Ms. Harcourt-Smith may have been a footnote in Mr. Leary’s event-filled life — he was married multiple times, though never officially to her, and she was not mentioned in his 1996 obituary in The New York Times — but he loomed large in hers, though she too was married multiple times. It took her three decades to absorb and “compost” her experience with him before she published her memoir, “Tripping the Bardo with Timothy Leary: My Psychedelic Love Story,” in 2013.
“I followed him off that precipice, and my family, nationality and sanity were fragmented beyond recognition,” she wrote.
A documentary based on her book is scheduled to air on Nov. 29 on Showtime. The film is by Errol Morris, acclaimed for “The Thin Blue Line” (1988) and “The Fog of War” (2003).

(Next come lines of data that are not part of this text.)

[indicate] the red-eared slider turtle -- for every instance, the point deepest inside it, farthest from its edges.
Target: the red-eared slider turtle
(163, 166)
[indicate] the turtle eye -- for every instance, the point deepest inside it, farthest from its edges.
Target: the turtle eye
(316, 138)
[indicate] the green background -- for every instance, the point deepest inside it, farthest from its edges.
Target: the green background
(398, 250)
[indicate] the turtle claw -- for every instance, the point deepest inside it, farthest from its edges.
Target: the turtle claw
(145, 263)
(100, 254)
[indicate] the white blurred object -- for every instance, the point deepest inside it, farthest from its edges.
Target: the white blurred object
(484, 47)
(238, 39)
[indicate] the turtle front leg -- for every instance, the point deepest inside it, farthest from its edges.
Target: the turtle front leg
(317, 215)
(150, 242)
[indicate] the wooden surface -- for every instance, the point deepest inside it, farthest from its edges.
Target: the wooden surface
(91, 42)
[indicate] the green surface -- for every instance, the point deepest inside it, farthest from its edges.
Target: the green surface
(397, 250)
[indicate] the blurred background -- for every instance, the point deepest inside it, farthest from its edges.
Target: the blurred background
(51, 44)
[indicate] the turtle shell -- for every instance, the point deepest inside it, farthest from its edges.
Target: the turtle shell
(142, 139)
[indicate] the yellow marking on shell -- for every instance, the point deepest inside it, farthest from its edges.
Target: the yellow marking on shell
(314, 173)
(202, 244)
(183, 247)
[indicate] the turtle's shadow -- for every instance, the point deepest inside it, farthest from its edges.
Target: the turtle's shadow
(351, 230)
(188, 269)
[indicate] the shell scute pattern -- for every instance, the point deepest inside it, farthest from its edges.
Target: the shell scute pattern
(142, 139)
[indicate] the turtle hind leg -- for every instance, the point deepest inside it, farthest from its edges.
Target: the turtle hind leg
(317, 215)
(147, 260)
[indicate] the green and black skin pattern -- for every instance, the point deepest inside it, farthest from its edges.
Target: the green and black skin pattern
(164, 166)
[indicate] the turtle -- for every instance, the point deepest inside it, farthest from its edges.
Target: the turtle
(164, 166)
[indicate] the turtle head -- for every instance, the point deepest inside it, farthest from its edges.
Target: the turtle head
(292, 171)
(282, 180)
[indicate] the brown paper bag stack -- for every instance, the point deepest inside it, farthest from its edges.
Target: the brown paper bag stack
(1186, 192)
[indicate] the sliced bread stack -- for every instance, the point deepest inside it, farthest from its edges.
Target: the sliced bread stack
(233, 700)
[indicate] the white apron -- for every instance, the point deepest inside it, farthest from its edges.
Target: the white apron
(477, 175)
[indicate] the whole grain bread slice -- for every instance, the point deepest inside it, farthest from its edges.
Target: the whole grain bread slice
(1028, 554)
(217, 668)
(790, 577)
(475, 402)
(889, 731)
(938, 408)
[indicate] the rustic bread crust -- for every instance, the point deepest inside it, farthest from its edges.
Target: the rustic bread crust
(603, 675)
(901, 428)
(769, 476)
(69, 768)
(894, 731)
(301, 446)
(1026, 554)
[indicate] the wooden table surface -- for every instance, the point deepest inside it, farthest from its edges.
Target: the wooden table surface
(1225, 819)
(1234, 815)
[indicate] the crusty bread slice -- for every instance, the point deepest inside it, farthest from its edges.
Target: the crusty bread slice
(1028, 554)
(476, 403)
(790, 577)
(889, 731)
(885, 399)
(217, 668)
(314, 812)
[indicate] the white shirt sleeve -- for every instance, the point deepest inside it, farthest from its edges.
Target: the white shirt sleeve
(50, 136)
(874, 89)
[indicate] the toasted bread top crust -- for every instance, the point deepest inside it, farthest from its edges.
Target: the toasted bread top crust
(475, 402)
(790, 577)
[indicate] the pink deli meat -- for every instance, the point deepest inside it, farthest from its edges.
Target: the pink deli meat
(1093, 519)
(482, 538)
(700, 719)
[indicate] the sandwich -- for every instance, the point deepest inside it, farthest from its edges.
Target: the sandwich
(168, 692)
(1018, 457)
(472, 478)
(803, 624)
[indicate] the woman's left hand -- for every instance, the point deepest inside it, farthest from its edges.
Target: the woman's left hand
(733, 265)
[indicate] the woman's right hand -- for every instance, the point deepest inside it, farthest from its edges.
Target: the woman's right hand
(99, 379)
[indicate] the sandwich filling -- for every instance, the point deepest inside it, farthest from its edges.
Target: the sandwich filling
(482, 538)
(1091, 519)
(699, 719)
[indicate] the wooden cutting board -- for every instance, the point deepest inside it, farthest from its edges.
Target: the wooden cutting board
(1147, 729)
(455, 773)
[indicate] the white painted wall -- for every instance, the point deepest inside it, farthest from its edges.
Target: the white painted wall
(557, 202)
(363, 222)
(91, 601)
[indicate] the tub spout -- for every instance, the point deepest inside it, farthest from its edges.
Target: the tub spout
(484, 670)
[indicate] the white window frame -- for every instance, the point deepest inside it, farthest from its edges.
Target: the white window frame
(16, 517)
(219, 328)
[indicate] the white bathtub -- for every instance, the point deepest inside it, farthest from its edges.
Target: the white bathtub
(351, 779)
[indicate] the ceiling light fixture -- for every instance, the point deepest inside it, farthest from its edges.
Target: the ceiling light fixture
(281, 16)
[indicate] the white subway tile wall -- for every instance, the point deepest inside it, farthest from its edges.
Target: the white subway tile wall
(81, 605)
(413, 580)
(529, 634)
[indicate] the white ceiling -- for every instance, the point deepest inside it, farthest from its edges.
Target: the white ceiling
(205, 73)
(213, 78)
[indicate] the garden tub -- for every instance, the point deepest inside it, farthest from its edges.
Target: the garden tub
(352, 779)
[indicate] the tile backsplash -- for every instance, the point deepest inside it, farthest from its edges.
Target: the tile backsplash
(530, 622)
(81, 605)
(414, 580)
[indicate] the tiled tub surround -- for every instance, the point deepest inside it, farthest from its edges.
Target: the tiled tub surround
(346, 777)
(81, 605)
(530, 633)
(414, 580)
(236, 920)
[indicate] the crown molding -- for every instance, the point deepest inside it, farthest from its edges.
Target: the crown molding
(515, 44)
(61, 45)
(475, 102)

Joanna Marysia Harcourt-Smith was born on Jan. 13, 1946, at the Palace Hotel in St. Moritz. Her mother, the immensely wealthy heiress Marysia (Ulam) Krauss Harcourt-Smith, was playing bridge there when she went into labor 10 weeks early. After 43 hours, she gave birth to Joanna, who weighed less than three pounds.
Joanna’s father, Cecil Harcourt-Smith, a commander in the Royal Navy, was not a presence in her childhood and died when she was 10.
“Many times,” Ms. Harcourt-Smith wrote, “my mother told me that I was a mistake from the moment I was conceived, never making it exactly clear whose mistake.”
Joanna attended a Catholic boarding school outside of Paris. (She was Jewish, but her mother, who had lost several relatives in the Holocaust, forbade her from saying so.) She was sexually abused by her mother’s chauffeur; she told her mother about it, but she didn’t believe her and told her, “A good chauffeur is hard to find.”
As a young woman, Ms. Harcourt-Smith immersed herself in drugs and promiscuity, including a stint with the Rolling Stones. Around the same time, Mr. Leary, the high priest of LSD, who was 26 years her senior, was urging people to “turn on, tune in and drop out.”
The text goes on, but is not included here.